The generated class corresponding to this function will look like [9]
package ghcvm.mypackage.mycompany;

public class MyModule {
    public static StgClosure myfunction = new MyModule.Myfunction();
    
    public static class Myfunction extends StgClosure {
        ..generated closure-specific layout here...

        @Override
        public void enter(StgContext context) {
            ..generated entry code here..
        }
    }
    
    public static abstract class Type0 extends StgObject {
        public void abstract enter(StgContext context);
    }
    
    public static final class Type1 extends Type0 {
        ..fields of the constructor here..
        
        @Override
        public void enter(StgContext context) {
            ..generated entry code here..
        }
        
        @Override 
        public byte getTag() {
            return 0;
        }
    }

    public static final class Type2 extends Type0 {
        ..fields of the constructor here..
        
        @Override
        public void enter(StgContext context) {
            ..generated entry code here..
        }

        @Override 
        public byte getTag() {
            return 1;
        }
    }
}
Lambda-lifted closures with nonsense names will be declared as private, while dictionaries that are generated for typeclass implementations should stay public so that they can be accessed from the outside.
It is not necessary that a new inner class be defined for every function, due to some of the many special cases in the code generator. This example was just to get the feel of how the code will look when looking at a stacktrace.
Implementing the Java FFI

See here.
Implementing base

This part is relatively easy compared to the others, because if all the primitive types and primitive operations are implemented with the same semantics as GHC, there will be little to no changes in the parts of base that don't depend on the C FFI. Implementation of the IO part of base will be the primary challenge.
Conclusion

Thanks for reading!
Footnotes

[1] Especially one's server code has to handle millions of requests/day and a software failure greatly lowers the value of the business overall.
[2] Which are of course proofs in a pure functional language due the Curry-Howard Isomorphism.
[3] This was especially apparent when reading GHC's source.

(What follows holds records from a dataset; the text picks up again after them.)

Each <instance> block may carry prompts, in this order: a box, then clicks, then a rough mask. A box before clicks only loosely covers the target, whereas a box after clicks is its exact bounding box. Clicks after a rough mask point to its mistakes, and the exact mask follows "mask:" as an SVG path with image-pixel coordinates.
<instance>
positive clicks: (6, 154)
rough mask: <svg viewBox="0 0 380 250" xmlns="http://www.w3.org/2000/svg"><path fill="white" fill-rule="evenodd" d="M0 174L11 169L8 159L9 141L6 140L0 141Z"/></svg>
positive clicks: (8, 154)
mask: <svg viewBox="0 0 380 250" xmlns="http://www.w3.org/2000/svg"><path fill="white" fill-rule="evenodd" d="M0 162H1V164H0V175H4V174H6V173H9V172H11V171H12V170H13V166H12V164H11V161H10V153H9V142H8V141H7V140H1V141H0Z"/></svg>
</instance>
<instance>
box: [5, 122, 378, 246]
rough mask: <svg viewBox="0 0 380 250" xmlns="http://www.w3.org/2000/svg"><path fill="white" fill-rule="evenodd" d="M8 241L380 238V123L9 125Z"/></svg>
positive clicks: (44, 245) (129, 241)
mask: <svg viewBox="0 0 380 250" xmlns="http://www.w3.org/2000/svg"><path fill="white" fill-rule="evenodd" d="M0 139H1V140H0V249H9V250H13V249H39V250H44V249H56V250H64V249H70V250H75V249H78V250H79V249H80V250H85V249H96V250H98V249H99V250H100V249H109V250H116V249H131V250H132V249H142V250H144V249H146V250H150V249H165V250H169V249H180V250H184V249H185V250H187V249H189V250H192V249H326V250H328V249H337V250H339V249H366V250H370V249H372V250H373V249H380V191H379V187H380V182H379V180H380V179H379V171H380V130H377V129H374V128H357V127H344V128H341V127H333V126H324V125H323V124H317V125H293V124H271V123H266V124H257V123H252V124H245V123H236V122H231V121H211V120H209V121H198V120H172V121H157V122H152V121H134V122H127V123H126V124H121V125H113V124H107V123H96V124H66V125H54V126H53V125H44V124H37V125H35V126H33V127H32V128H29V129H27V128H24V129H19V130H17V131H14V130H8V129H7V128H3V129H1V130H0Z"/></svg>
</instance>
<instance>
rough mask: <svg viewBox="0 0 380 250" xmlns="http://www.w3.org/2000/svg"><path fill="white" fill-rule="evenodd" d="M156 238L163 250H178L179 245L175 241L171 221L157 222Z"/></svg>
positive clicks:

One will find many cases where optimizations/features have to be disabled because of limitations on Windows.
[4] In particular, compiler/codeGen in the GHC source tree which handles the conversion from STG to Cmm.
[5] An abstract class was chosen over an interface for efficiency since class inheritance leaves inherited methods at constant offsets in the class's vtable in the JVM. The small difference in performance matters since the enter() method is the most frequently called method in the STG machine.
[6] This step may be broken into two if I find that using an high-level abstract intermediate representation will make the code simpler when generating the final JVM bytecode. This may end up happening since a majority of the JVM instructions can be put into groups that do the same thing, just with different types. It'll probably end up looking like Cmm without the register-specific stuff.
[7] The actual definition of StgContext in the implementation will end up using about 6 registers per primitive type and and overflow stack as a Java array type.
[8] In GHC, the calls to functions (including entry points to closures) follow the Native Node calling convention in which a specialized register designated with the label R1 (called Node) stores the closure data associated with an entry point. When call to a compiled function closure's entry point is made, the function's closure object will be passed into R1 and then the closure will be entered. It is natural to observe that R1 is simply this in the context of Java, where Java objects couple functions and data together. So storing R1 is pointless, and the naming above is to highlight for people with GHC experience that R1 is there, but invisible, and to stay similar with GHC where R2 and beyond typically store the arguments to a functional call.
[9] Direct bytecode will be generated. The Java decompilation of the generated code is shown.